PR, Politics and Social Media. A Match Made in Twitter.

I recently found a story on Mashable covering Tweetminster and Tweet Congress.

It’s author, Stan Schroader, calls Twitter the swiss knife of communication platforms because of its simplicity and versatility.

Tweetminster, by Schroader definition, follows the UK political scene through Twitter. It helps users find all the UK politicians that are active on Twitter, but it also organizes tweets in a useful way. A user can check out which political party is the most active on Twitter, and has the ability to sort tweeters by constituency, and – if a politician is not active on Twitter – it can contact them directly from the site and try to convince them they should join.

The UK service was inspired by the US-based service, Tweet Congress, which includes a map of the United States, graphs and stats for Twitter using US politicians.

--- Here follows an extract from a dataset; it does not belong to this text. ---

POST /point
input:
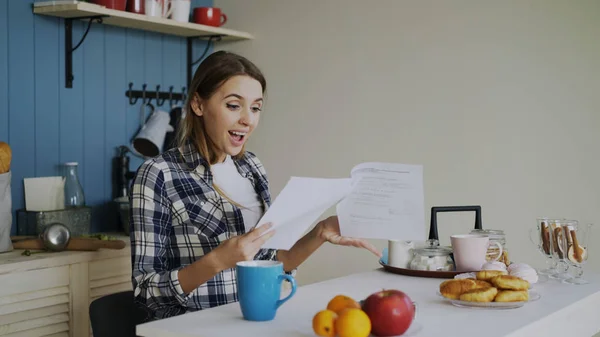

The Tweet Congress initiative aims to foster communication between lawmakers and the individuals who placed them into that position, the voters. This is yet just another form of connecting politicians to the publics in which they serve.

“We believe transparent government is better government,” said TweetCongress.org. “Twitter enables real conversation between lawmakers and voters, in real time. Find your representatives in Congress, follow them and give them a tweet full!”

What does this mean for PR in politics?

Well – now through Twitter, people not only have an additional news stream of their choice, but they can also mark messages with hashtags (#).

This enables a PR professional to link content with other tags that have related content. This is unique to Twitter. Hashtags are a great way to see unique conversations, along with different views and really be able to spread a message. Politicians are able to track a public conversation between friends and the publics that have placed them into office.

Having these avenues to communicate with voters, lawmakers and private citizens levels the playing field. Voters have the ability to have a voice in rural West Texas, all the way to Washington, D.C. They can ask questions and receive answers to them as well, giving the voters a sense of belonging in an online space – and ultimately, creating a better image if politics through the power of PR.